It isn't every day I make a purchase, but I did so at the recent ploughing championships. I purchased a hat.
A hat, I feel, when perched properly on my head, sets me apart from the farming herd.
I bought a dark-coloured beauty made in Scotland from cowhide - and it didn't come cheap; it cost me all of €35. An arm and a leg really for a man in my position.
There was a lot of head scratching done before, and indeed after the event, for a purchase of this magnitude is not made every day.
But in the end, I took the plunge and I'm glad now that I did.
The hat at this present moment rests on my head, and I doubt if King Charles III of England has a better fitting crown. The thing was made for me.
As I look out the window, I can see my regal reflection. I look like a million dollars; I look like a toff, a horse trainer, and a cattle dealer all rolled into one.

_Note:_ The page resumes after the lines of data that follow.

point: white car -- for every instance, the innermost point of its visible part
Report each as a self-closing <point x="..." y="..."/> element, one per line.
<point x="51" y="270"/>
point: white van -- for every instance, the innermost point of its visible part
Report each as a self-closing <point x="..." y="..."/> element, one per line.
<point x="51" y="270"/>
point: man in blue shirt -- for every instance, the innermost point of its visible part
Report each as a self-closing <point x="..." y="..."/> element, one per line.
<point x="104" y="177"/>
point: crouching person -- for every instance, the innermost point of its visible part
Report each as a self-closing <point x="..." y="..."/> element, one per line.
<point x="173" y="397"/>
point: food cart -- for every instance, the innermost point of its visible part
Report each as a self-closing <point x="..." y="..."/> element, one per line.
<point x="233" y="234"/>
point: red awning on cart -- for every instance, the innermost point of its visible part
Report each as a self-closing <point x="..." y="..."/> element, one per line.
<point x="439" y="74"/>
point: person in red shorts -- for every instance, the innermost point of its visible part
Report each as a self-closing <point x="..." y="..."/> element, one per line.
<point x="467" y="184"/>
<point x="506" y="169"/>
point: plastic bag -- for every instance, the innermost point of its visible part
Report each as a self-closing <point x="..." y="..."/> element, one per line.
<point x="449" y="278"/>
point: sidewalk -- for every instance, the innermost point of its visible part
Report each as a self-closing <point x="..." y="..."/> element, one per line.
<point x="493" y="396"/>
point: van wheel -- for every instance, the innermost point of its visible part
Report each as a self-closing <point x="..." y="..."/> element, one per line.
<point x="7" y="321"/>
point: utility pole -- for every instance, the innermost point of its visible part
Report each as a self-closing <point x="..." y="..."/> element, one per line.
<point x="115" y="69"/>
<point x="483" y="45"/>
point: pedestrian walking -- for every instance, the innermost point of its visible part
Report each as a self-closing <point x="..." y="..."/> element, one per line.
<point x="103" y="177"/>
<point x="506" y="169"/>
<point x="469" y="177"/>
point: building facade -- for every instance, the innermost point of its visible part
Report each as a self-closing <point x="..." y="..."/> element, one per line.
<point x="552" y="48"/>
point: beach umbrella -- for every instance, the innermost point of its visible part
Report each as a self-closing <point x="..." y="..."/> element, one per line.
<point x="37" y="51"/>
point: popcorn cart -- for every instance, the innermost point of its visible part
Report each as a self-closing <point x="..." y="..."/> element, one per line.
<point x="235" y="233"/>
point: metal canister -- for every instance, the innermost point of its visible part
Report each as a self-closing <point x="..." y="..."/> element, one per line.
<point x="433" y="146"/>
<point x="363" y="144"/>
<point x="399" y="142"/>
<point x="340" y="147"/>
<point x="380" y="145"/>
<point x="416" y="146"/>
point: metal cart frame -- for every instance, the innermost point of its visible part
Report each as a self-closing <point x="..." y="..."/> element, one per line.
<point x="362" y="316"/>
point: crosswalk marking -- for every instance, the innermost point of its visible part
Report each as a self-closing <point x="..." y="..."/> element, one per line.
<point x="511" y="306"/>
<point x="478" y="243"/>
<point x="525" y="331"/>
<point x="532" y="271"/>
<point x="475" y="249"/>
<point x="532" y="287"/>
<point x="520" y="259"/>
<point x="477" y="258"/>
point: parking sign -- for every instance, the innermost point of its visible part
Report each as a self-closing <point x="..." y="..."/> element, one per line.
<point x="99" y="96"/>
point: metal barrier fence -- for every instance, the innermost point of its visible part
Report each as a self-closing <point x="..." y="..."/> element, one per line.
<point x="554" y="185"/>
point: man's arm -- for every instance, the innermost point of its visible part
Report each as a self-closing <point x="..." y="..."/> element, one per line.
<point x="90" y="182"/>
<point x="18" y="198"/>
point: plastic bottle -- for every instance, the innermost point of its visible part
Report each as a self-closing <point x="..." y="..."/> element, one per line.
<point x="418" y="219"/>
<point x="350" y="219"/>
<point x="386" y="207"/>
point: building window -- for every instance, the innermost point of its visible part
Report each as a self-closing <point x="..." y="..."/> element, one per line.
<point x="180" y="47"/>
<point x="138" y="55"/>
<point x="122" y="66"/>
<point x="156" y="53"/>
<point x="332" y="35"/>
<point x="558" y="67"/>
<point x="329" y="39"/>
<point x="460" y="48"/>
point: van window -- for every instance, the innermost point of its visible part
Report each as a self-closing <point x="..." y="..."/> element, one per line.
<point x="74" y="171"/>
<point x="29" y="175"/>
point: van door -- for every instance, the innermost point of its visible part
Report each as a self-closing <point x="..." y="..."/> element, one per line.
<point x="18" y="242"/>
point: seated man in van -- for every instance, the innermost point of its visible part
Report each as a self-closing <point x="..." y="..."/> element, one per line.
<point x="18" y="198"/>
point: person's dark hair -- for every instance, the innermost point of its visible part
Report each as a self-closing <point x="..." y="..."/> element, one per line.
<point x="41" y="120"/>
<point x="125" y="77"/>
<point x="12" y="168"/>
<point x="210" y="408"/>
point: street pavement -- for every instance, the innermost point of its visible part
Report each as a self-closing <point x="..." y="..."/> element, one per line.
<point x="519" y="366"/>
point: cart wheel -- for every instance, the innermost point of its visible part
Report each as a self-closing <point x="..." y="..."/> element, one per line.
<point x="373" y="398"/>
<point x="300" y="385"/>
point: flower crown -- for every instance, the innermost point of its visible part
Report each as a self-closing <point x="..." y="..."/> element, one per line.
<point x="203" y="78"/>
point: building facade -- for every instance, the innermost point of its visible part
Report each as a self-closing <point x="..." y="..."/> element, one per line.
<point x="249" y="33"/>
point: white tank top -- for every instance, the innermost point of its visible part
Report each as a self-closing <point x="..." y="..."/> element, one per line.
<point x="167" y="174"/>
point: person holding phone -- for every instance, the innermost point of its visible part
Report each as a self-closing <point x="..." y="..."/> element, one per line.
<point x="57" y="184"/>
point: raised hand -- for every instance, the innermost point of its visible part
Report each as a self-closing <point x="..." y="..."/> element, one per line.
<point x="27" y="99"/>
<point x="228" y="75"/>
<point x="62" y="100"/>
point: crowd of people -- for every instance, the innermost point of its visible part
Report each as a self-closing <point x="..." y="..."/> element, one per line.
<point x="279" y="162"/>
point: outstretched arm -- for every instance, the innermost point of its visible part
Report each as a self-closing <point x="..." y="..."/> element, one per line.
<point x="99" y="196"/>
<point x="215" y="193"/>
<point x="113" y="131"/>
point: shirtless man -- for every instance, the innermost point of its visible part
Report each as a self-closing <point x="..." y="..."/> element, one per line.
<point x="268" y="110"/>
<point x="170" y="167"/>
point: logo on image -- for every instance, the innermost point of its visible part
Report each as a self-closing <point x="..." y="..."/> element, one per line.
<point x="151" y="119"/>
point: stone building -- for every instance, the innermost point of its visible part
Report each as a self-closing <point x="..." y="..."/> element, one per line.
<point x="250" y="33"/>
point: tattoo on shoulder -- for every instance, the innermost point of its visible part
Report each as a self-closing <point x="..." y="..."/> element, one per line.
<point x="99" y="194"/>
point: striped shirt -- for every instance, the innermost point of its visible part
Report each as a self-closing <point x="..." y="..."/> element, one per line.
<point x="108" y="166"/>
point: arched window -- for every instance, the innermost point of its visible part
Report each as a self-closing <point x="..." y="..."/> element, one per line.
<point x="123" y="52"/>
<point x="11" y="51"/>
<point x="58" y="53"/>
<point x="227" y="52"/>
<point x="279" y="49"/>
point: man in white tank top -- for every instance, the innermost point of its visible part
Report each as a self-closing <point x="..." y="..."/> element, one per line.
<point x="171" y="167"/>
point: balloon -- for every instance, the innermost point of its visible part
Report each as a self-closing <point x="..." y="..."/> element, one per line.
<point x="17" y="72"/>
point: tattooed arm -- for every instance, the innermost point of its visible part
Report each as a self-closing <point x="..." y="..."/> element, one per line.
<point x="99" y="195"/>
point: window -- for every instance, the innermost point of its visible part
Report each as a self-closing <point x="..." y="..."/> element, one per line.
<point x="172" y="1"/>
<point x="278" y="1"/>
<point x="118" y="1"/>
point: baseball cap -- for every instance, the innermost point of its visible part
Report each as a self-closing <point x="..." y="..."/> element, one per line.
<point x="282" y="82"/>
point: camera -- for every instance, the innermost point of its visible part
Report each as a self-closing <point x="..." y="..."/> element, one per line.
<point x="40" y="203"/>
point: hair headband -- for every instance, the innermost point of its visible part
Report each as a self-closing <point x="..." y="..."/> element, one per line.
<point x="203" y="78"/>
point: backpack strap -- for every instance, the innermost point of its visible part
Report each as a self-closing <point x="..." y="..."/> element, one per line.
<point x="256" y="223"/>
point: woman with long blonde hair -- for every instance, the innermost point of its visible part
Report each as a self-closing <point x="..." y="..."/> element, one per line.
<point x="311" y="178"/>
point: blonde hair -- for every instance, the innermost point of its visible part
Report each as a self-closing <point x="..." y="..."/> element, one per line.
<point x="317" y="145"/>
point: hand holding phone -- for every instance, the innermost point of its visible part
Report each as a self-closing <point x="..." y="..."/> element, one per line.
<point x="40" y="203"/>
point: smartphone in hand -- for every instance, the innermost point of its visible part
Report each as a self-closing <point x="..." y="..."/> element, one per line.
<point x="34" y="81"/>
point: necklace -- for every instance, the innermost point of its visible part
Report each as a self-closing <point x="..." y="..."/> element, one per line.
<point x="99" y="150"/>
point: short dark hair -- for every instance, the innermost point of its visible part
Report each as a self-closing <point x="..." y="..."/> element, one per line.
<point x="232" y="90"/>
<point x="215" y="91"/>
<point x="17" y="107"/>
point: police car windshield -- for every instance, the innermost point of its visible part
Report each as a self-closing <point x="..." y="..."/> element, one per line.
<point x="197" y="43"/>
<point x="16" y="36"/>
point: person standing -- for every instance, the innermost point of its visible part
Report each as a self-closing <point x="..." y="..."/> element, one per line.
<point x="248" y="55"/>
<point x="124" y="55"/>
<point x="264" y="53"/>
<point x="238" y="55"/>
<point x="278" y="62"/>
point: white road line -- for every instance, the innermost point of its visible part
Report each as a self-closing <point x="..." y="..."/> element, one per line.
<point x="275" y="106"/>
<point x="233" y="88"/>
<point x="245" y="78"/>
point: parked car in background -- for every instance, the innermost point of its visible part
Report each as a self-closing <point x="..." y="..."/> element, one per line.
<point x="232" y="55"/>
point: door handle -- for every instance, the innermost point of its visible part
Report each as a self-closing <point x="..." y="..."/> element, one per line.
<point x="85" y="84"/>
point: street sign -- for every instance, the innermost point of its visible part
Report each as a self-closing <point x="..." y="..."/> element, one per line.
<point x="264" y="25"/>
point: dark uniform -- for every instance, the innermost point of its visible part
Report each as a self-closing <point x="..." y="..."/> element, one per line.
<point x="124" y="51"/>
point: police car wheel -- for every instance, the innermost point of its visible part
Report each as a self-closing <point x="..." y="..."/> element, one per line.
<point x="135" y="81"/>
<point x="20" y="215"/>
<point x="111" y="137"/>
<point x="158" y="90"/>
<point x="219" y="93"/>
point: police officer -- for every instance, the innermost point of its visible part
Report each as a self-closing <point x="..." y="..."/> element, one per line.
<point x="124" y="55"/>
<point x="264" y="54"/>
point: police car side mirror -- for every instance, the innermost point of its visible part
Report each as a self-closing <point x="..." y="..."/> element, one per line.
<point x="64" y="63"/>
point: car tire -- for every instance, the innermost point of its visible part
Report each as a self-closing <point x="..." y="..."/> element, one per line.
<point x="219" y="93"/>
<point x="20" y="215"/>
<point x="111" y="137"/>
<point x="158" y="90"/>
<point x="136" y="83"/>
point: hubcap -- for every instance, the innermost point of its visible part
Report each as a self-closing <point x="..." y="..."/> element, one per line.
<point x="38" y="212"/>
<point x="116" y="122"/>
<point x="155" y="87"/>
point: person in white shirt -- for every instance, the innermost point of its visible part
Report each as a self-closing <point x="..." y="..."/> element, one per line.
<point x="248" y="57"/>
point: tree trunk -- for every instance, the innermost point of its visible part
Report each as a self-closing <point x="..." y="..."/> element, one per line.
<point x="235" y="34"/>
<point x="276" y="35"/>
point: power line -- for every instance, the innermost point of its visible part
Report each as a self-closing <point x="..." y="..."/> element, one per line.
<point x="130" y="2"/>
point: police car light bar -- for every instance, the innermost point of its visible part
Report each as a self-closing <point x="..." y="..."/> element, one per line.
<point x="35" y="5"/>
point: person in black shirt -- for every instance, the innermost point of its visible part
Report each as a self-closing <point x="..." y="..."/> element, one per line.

But perfect and all as it may be, I do not by nature have a head for hats.
Call me big-headed, call me a swelled-headed old fool, call me what you like, but the milliners of the world have up to this point struggled, failed and generally made a bags of creating a hat suitable to the contours of my cranium.
I've had caps aplenty over the years but never a hat large enough to cover the circumference of my head.
That large expanse of ground between my two ears has vexed the greatest of minds all over the world.
Well, at the ploughing championships in September, my prayers were answered when this Scottish gentleman secured a hat for my head that was large enough to cover the territory.
"Aye," says he, yanking out his measuring tape after I introduced myself. "Yer head looks about as big as a turnip. It's a bawhair away from a politician’s."
But troublesome and all as my head was, the man from the land of Rob Roy and the Lock Ness monster was not one to back away from a challenge, and eventually found a hat that fitted me down to the ground.
A hat large enough not only to cover my head but, when pulled slightly down, is large enough to cover my eyes and ears also. Ideal really for an under-pressure farmer such as myself.
So now, should I be subjected to anything on the farm that is objectionable to my eyes or my ears, I have a means of shielding myself from all harm.
A means of hiding myself away under my hat until conditions improve.
Of course, I can't hide under my hat forever, but at least it gives me the opportunity to ponder on a solution to any crisis at hand.
My hat also, I believe, when worn correctly, gives one the illusion that I am three inches taller, two stone lighter, and 10 years younger.
With the hat, I'm as cool as Kojak and as confident as old JR.
With the hat, I'd be a very marketable bachelor and married in no time - if the deed had not already been done.
It's a hat I'd wear in bed if my missus permitted it and a hat I'll wear to the end if the man above allows it.